The Art of Empowerment and Transformation From Within

Photo By: Episcopal Relief and Development

The Art of Empowerment and Transformation From Within

Jesus’ life was about strengthening the disinherited of the world so they could survive and empower themselves in the face of oppression and disenfranchisement from civic and economic power. Howard Thurman, the theologian, prophet and mystic wrote in his book Jesus and the Disinherited of a love rooted in the “deep river of faith,” that would help oppressed peoples overcome persecution through belief in their own unique worth and dignity. “It may twist and turn, fall back on itself and start again, stumble over an infinite series of hindering rocks, but at last the river must answer the call to the sea.”

Last January, Bishop Michael Curry led a racial reconciliation pilgrimage to Ghana.
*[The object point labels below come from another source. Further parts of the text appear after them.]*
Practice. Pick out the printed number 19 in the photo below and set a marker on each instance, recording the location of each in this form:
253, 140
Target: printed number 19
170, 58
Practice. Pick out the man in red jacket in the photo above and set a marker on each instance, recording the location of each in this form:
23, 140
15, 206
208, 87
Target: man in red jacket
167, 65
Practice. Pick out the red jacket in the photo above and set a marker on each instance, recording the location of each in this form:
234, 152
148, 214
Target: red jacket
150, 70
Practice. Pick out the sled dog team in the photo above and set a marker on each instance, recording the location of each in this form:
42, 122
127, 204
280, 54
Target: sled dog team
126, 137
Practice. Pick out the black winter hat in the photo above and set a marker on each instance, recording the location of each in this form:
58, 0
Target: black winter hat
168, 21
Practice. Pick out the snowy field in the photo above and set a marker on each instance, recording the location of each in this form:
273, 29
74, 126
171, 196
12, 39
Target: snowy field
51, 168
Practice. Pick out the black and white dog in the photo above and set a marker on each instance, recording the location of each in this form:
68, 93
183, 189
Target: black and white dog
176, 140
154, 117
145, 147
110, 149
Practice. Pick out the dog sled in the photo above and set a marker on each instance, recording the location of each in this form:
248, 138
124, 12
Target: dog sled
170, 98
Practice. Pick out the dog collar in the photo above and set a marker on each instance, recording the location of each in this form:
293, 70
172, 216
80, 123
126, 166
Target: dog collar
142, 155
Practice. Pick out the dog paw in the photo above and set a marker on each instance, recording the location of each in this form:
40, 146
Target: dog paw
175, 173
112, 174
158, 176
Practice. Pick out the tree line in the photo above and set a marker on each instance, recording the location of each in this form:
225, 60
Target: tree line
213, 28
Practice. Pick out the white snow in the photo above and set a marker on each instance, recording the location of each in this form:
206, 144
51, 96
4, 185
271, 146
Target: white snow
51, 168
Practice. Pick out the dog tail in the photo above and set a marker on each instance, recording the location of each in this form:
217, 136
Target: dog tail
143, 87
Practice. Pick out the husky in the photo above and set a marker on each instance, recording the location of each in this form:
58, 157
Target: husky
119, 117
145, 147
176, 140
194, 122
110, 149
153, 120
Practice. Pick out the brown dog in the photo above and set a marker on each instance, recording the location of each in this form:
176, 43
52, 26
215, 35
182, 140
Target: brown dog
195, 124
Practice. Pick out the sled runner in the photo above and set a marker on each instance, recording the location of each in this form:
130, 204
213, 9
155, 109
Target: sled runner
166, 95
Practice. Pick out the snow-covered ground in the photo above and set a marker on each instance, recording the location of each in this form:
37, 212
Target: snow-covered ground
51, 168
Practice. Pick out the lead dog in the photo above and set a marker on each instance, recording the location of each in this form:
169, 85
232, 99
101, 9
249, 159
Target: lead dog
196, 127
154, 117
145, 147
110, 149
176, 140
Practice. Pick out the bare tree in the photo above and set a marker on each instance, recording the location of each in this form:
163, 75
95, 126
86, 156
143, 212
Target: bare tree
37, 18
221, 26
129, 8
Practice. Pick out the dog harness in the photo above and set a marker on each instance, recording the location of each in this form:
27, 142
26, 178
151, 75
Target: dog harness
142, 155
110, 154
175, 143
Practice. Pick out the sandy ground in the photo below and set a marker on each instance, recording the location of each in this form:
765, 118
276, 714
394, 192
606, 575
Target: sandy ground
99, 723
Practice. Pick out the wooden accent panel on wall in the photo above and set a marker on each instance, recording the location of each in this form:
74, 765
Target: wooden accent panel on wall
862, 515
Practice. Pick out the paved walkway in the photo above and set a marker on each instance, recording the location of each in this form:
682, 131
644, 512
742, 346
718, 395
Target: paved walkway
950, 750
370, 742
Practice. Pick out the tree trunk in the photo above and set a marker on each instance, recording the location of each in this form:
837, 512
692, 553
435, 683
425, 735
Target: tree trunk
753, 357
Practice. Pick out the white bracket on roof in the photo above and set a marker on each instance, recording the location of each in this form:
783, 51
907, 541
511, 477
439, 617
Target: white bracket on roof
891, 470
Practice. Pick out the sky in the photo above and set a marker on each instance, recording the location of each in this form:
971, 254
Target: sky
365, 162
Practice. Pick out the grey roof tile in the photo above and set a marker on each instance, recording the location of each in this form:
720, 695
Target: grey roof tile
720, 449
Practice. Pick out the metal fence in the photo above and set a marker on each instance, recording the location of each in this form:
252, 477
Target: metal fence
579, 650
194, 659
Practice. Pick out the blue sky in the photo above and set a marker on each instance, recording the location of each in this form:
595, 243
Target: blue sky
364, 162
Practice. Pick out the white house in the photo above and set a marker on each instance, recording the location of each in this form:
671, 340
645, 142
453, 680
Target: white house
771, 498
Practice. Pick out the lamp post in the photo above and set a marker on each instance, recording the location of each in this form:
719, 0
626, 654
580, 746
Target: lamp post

While on that journey, I saw and felt how Thurman’s compelling vision of the life of Jesus informed his understanding of African American people and how today’s work of Episcopal Relief & Development in Ghana echoes that vision. We visited the slave castles where ancestors of Thurman, and of my fellow pilgrims, were thrust out “the door of no return” into the most profound oppression and disenfranchisement by my ancestors. And we visited places in northern rural Ghana where Episcopal Relief & Development is working through and with local faith partners.

Thurman has no time for traditional Christian charity as a form of noblesse oblige—and neither does Episcopal Relief & Development. Every person and every community is entitled to our respect. On the technical side of international development, local ownership and control are understood as critical to ending poverty. Yet creating change that is truly locally and individually lived and owned is no small thing. Episcopal Relief & Development relies on an Asset-Based Community Development model. Work is approached with the understanding that communities and individuals, no matter their social or economic status, have assets — assets of community, relationships, traditions and trust. And if we seek to serve, we must respect and support the flourishing of those assets by listening to and learning from women, men and their communities and offering support and inventions based on what they need. Collaborations built on local assets and individual power and dignity will long outlast us—and are truer to the way to do the work of Jesus, to walk with the disinherited of the world to change from within, to survive and empower themselves.